WetPaint owns your traffic

For those who thinks that wetpaint is a "free" wiki, it's not. It's neither free as in "libre" nor free as in "free beer". Wetpaint inserts Google Ads in your wiki without providing a paid subscription plan to remove them. Let's look at the problem this way: if the traffic of your wiki stay low, then any $2/month hosting solution will be sufficient to host your website; but if your web traffic starts to go up, then WetPaint takes 100% of the advertising profits generated by your content.

No matter how you look at it, the content of your wiki is worth more than $10/month, the price to get an hosted wiki. As, Jacob Nielsen pointed out long before me, free solutions have terrific costs. If you think that the wiki that you are starting is not even worth $10/month; then starting a wiki might not be a good idea in the first place.

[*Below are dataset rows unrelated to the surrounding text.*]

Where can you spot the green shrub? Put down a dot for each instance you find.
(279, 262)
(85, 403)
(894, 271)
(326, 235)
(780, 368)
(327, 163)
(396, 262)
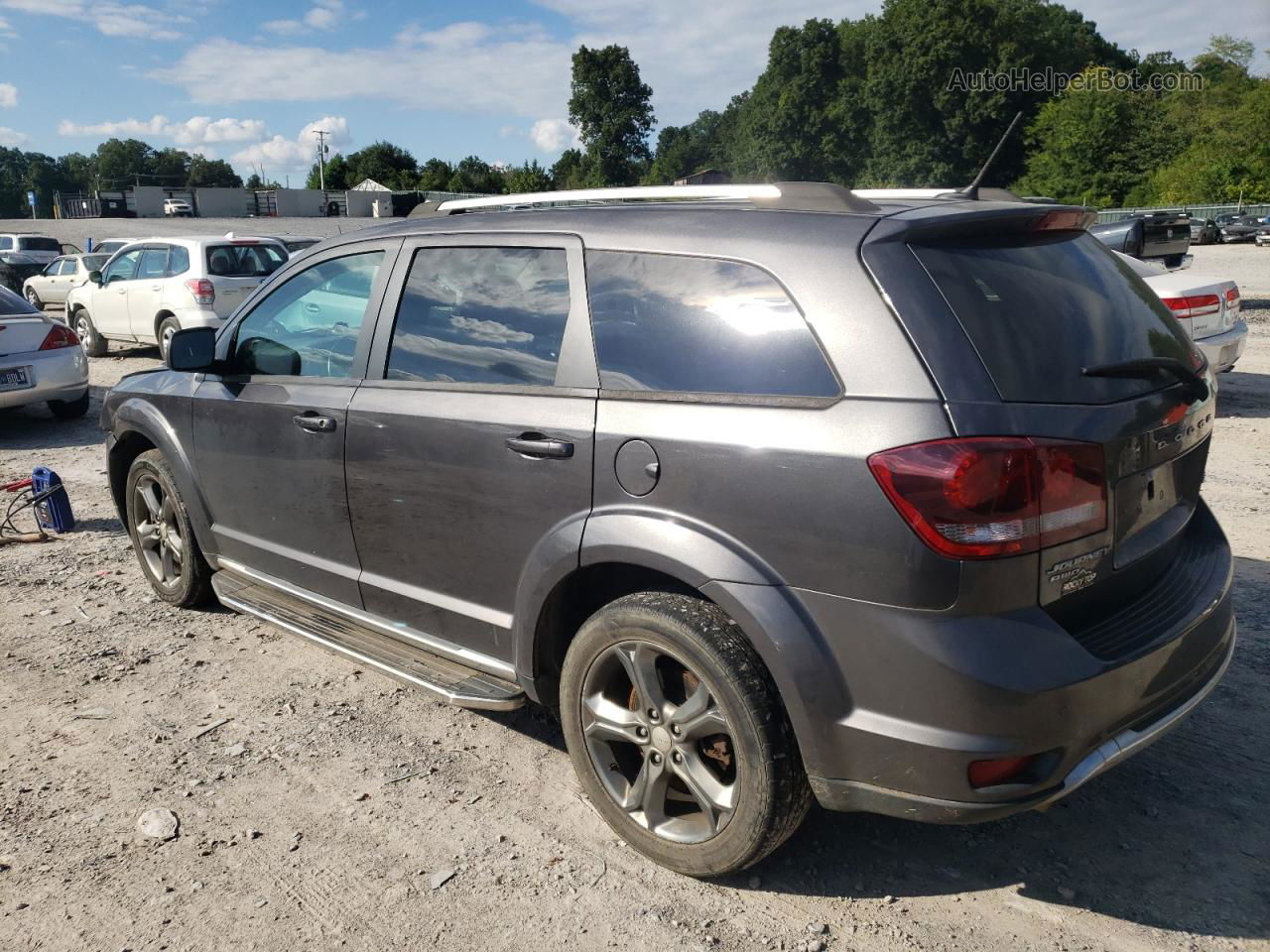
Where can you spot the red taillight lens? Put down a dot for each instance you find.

You end-up advertising for your competitors

The worst part of the WetPaint ads is actually the accuracy of the Google Ads system. Indeed, the Google algorithm are really efficient to optimize the ads displayed on your wiki. But what are the ads the most relevant to your wiki content? Well, it's simply the ads of your competitors. Choosing WetPaint means that you are granting your competitors the right to advertise on your website.

This is the WetPaint trap; and I have been sufficiently foolish to fall for it for almost two weeks. Actually WetPaint people are smart, thus, as long as they are able to track you (through Cookies), WetPaint don't display any ads. The longer it takes to realize the situation, the more painful the migration. Migrate now or you will soon experiment the true cost of this free application.